Знал, что так будет, поэтому задержался ещё на час.
В отделении неотложной нейрохирургии очень тихо. Мы находимся в приёмной. Слышно, как створки кабины лифта бесшумно раздвигаются. Маша реагирует на звук датчика. Вздрагивает, вытирая опухшие от слёз глаза.
— Пап? — обернувшись на шум, отрывается от меня, в отчаянии кидается навстречу выкатываемой из лифта медицинской тележки. Дан с Олегом выходят следом за медперсоналом. — Папочка! Родной!!! — вскрикнув, начинает по новой рыдать.
— Девушка, отойдите от пациента.

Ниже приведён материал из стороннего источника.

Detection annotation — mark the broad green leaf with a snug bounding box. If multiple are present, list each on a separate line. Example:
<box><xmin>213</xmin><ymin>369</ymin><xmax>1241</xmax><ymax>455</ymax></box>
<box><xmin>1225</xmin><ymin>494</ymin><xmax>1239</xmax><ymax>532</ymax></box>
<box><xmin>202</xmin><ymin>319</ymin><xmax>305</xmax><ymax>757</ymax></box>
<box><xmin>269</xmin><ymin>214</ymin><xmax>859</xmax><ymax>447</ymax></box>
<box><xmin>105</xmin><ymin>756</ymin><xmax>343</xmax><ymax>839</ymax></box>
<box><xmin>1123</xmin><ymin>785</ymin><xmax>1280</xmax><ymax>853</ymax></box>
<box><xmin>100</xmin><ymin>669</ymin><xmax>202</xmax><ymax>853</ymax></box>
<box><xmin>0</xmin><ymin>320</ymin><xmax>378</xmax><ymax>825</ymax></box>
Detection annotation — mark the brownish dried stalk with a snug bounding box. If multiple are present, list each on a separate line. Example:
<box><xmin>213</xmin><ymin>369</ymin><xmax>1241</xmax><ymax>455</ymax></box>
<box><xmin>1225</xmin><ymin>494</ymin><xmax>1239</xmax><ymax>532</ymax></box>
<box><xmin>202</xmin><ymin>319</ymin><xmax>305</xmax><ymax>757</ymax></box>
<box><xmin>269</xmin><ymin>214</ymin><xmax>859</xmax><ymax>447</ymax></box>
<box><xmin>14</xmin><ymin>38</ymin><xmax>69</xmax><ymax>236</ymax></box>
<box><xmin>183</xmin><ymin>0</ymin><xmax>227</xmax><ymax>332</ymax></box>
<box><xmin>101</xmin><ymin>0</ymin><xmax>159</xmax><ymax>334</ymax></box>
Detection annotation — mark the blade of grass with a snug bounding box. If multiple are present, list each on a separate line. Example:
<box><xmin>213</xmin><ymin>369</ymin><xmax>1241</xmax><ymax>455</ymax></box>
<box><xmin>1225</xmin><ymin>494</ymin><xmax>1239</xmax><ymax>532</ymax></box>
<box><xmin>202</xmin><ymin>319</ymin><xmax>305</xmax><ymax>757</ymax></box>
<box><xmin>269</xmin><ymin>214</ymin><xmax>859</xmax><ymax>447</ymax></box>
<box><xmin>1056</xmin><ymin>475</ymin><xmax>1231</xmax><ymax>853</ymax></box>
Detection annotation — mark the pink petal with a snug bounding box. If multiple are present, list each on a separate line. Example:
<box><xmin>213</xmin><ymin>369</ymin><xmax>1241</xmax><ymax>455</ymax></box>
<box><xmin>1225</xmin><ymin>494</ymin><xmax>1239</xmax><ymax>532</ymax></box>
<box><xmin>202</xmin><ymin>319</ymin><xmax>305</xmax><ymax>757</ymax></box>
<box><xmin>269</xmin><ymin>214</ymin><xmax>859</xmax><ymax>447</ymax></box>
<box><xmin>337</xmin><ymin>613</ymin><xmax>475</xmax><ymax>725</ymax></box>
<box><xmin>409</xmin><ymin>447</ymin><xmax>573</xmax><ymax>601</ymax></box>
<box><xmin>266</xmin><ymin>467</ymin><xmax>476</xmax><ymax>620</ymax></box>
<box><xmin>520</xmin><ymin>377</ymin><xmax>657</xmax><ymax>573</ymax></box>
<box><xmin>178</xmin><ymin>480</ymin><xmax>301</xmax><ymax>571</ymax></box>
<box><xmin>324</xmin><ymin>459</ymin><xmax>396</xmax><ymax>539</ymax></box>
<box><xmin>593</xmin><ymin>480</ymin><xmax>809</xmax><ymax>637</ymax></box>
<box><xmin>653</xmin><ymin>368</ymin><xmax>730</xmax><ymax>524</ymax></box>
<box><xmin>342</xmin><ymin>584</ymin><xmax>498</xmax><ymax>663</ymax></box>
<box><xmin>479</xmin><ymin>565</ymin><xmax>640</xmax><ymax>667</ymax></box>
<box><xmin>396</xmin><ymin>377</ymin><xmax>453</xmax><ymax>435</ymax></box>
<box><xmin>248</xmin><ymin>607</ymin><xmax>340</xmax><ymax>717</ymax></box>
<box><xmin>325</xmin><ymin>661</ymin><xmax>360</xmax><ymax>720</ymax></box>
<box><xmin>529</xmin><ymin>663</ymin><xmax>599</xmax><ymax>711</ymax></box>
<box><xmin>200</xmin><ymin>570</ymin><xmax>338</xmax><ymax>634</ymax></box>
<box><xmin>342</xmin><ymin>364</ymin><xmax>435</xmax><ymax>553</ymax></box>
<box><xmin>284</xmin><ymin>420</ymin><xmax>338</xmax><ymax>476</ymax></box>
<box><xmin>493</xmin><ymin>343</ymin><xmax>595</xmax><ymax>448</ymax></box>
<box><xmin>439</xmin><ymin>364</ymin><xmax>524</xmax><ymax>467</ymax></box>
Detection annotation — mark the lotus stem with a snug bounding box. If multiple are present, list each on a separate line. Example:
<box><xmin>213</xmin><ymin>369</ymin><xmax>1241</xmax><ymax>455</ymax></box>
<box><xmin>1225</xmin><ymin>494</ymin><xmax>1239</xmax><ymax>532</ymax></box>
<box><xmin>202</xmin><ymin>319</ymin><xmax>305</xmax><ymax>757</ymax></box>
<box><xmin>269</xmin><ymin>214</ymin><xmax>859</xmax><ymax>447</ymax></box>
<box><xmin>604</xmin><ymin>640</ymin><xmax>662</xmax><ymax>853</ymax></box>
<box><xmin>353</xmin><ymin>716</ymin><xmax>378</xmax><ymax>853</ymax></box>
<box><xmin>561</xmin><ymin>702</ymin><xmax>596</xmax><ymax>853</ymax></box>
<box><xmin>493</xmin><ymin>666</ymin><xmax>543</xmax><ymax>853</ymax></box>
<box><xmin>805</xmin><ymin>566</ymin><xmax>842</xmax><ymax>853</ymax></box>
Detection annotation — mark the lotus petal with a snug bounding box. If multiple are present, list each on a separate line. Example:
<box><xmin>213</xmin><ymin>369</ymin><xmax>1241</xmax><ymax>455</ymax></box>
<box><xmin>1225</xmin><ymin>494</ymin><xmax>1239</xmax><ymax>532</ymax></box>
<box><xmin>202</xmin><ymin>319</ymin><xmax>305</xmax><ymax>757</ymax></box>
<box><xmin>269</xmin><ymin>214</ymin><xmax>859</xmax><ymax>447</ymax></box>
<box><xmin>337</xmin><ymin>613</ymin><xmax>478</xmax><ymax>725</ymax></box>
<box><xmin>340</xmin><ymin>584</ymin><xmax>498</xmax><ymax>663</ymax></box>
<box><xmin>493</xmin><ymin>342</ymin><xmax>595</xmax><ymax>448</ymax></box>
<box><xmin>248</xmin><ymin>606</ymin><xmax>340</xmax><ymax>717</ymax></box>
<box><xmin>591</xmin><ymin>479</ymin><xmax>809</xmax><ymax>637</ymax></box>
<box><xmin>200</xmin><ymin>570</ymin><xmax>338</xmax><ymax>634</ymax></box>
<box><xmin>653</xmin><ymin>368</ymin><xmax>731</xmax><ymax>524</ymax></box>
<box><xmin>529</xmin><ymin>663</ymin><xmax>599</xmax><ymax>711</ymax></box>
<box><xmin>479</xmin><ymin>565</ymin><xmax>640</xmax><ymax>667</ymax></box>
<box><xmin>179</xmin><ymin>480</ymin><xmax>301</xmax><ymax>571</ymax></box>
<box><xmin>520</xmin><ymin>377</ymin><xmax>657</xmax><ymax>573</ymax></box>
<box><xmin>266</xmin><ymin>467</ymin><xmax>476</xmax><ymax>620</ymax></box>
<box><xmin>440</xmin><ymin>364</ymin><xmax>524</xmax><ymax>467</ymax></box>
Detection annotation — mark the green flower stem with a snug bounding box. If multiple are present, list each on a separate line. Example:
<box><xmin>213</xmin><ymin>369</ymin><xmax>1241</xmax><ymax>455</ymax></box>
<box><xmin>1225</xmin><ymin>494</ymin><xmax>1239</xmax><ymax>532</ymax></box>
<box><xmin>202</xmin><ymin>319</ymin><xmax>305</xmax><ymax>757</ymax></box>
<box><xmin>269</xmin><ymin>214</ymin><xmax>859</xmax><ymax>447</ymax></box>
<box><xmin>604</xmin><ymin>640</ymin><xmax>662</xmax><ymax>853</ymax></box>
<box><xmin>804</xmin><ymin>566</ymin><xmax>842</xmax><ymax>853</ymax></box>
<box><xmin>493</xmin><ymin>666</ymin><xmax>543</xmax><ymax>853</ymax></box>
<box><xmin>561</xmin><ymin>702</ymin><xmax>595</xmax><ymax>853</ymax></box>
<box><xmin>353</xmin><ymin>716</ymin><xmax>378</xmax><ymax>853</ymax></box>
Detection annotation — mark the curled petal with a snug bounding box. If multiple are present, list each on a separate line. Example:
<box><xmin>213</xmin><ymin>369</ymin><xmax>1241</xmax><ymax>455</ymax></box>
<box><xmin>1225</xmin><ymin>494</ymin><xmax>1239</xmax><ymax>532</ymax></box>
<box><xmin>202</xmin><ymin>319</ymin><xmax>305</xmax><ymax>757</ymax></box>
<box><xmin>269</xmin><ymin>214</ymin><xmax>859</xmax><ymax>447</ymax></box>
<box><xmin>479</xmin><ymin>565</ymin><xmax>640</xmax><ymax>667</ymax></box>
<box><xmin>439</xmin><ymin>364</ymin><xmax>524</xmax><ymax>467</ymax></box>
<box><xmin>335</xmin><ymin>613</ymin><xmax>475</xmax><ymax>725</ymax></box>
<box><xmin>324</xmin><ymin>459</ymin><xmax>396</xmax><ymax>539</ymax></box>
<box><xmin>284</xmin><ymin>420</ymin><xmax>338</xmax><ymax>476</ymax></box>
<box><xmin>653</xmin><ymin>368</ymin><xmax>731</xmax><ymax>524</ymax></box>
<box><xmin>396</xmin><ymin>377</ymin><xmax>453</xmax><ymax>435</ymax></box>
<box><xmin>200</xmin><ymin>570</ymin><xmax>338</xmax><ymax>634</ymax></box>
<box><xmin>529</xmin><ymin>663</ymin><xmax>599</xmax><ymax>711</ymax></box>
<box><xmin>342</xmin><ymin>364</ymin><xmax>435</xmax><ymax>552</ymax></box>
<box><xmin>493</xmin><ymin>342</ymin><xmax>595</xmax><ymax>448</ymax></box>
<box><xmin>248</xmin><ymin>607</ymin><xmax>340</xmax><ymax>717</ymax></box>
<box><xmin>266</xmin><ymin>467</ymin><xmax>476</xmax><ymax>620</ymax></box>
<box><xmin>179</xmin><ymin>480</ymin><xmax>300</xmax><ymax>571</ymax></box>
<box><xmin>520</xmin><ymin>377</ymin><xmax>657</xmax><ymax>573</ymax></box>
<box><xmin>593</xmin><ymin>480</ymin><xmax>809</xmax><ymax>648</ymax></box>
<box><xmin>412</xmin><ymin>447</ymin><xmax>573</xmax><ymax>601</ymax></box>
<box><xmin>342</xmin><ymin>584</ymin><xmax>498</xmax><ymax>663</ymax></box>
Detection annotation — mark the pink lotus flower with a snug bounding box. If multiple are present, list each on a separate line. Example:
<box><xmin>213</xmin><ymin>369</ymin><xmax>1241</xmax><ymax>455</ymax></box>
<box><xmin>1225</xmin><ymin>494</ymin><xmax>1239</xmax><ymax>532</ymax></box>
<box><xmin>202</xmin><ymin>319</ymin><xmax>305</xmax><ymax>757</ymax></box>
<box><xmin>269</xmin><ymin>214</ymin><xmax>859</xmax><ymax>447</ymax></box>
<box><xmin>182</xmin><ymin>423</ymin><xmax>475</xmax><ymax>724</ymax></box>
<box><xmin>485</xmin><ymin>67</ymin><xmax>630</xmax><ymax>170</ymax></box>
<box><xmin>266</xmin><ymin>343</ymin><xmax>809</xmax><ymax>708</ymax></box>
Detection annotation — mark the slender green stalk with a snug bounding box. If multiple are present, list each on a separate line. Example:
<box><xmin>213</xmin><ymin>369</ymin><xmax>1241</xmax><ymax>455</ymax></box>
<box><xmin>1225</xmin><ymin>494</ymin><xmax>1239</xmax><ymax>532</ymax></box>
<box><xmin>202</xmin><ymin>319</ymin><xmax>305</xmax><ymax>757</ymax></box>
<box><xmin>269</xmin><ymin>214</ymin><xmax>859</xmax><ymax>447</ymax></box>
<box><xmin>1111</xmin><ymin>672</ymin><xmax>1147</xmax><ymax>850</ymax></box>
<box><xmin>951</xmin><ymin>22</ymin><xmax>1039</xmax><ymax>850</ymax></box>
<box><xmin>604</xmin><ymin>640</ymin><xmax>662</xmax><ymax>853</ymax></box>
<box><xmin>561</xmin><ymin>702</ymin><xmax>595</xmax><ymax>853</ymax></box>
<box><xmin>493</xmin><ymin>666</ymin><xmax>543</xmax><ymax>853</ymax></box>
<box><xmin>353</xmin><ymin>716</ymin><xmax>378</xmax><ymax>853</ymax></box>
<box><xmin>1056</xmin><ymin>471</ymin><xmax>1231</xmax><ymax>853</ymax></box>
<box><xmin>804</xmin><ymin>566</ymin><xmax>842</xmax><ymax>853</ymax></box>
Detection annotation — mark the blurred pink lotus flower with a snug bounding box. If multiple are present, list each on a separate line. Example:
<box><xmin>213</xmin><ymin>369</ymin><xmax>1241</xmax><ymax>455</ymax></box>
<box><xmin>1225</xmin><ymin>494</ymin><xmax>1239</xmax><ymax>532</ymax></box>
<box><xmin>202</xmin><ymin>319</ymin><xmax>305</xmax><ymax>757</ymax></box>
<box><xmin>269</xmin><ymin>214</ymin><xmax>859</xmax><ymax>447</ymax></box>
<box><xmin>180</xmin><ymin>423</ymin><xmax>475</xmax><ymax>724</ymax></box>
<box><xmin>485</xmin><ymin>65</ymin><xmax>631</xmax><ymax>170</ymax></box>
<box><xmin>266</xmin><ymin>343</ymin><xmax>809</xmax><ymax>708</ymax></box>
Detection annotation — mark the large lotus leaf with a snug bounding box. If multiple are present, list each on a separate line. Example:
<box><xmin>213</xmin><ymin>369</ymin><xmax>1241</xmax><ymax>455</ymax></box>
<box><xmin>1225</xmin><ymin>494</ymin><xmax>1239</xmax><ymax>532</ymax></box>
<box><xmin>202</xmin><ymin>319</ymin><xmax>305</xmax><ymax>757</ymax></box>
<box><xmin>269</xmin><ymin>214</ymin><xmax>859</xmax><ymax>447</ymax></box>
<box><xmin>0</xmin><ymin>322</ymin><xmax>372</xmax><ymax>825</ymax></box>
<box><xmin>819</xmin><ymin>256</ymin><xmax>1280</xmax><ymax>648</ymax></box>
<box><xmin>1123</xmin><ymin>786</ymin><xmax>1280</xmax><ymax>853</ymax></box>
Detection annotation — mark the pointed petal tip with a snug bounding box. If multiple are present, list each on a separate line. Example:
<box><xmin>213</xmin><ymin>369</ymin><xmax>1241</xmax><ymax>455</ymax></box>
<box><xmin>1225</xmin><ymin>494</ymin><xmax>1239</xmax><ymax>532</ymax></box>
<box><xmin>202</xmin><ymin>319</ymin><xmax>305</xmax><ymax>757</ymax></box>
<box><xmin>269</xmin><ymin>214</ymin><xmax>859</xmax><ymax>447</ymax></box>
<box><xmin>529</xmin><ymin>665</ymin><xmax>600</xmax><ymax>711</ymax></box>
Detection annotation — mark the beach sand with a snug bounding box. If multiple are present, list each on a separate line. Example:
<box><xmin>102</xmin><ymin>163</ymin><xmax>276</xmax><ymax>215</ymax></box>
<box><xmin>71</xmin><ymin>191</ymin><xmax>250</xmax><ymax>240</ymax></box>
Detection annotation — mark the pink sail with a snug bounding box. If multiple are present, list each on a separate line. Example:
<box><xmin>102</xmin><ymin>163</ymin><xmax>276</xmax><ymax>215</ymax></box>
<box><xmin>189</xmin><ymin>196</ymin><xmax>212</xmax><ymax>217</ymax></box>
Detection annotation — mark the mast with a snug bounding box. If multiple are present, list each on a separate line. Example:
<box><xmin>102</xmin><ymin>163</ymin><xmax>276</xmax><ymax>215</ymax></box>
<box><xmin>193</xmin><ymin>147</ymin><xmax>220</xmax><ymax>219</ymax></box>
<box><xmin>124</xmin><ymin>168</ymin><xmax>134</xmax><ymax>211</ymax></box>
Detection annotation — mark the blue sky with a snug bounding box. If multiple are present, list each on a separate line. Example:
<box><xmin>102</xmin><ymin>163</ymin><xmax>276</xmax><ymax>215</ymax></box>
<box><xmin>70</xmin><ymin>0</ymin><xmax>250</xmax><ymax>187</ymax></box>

Времени терять нельзя! — командует один из сопровождающих медиков, толкая тележку по коридору в сторону операционного блока.
— Пап! Папочка! Я здесь! С тобой, хороший мой… я с тобой… — следуя за каталкой, дрожащими руками ощупывает бесчувственное тело под простынёй. Плачет надрывно. Хватаю её за плечи. Буквально оттягиваю от отца. Отдираю, как пластырь от раны. Дальше нам с Марией дорога закрыта. Остаётся терпеливо ждать окончания операции.
— Спасите… Спасите его, пожалуйста… Спасите… — причитает надтреснутым голосом, пока тележка не скрывается за дверью реанимации.
Заливаясь слезами, Маша впечатывается в мою грудь. Хрупкие плечи вздрагивают. Прижимаю её к себе. Уткнувшись носом в макушку, глубоко втягиваю её запах. Надо ехать на стройку, а я не хочу отпускать.
Её мольба у меня под рёбрами нестерпимой ломотой застревает. Болью тупой отдаёт.
Если бы я только мог собственными руками поднять рухнувший к её ногам мир, я бы его, не задумываясь, поднял. Только чтобы не убивалась так сильно. Не рвала себе душу на куски.
Терять близких всегда тяжело. Ощутил на собственной шкуре. С гибелью брата до сих пор не могу свыкнуться. Память хранит жуткую картину того трагического случая. Не дай Бог кому такое пережить.
У отца Маши есть шанс выкарабкаться, пусть он и невелик, но всё же есть. У Андрея его не было...
— Маша, не нужно, — прижимая к боку, увожу её в ординаторскую к дежурной медсестре. — Тихо, девочка. Силы береги. Они тебе ещё понадобятся. Всё хорошо будет. Всё будет хорошо.